New York’s Museum of Modern Art is partnering with the Andy Warhol Museum to digitise the artist’s considerable archive of film work, making work available to the public that has rarely, if ever, been seen before.

The massive task, featuring around 500 films, will take several years to complete. It involves taking over a thousand rolls of 16mm film and scanning them frame by frame, coverting them to the high-resolution 2K format. This is work that Warhol filmed between 1963 and 1972, the most intense and celebrated period of his creativity.

It was in these years that he filmed his coterie of beautiful muses in his Factory studio, including Edie Sedgwick and Nico, and made a series of extremely intimate silent film works – whose titles are as minimal as the action within.

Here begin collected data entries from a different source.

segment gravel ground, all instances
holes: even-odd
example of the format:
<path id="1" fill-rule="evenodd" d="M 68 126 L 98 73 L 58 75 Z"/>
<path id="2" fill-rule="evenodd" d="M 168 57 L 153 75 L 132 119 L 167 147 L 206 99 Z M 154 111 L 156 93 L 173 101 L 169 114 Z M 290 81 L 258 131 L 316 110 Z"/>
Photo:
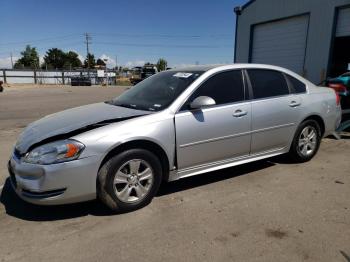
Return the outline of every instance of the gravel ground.
<path id="1" fill-rule="evenodd" d="M 138 211 L 38 207 L 6 162 L 30 122 L 124 88 L 15 87 L 0 94 L 0 261 L 350 261 L 350 136 L 304 164 L 279 157 L 164 185 Z"/>

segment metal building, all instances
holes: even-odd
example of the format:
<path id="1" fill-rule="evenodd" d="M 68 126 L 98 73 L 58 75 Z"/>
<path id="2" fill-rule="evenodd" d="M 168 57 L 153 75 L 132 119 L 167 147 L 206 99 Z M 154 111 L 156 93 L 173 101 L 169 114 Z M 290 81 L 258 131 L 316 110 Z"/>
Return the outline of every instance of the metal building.
<path id="1" fill-rule="evenodd" d="M 316 84 L 350 70 L 350 0 L 251 0 L 235 13 L 236 63 L 279 65 Z"/>

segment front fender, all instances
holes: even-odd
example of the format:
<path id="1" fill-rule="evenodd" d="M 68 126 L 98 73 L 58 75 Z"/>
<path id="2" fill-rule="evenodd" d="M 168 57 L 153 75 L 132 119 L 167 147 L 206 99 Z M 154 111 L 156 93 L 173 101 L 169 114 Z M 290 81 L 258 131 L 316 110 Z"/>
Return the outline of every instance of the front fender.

In Sleep, he filmed artist John Giorno sleeping, while Kiss depicts couples kissing, and Eat shows fellow pop artist Robert Indiana eating a mushroom. The Haircut series features highly stylised shots of hair styling, while Empire is a six and a half hour shot of the Empire State Building at night, its lights flicking on and off. Blow Job and Hand Job meanwhile show men receiving the respective sex acts, with the acts themselves going on out of shot and the camera focusing on the subjects’ faces.

Andy Warhol’s Kiss.

Dennis Hopper appears dressed in a loincloth in one ramshackle and witty film, Tarzan and Jane Regained, Sort Of, while Warhol made a kind of proto-music video in work starring The Velvet Underground. David Bowie, Mick Jagger, Yves San Laurent and others appeared in his Factory Diaries series, and he even made feature-length work like Chelsea Girls.

This isn’t the only recent success in digitally converting Warhol’s work – a cache of artworks he made for the Amiga 1000 computer in 1985 were recently resurrected by students working with digital artist Cory Arcangel.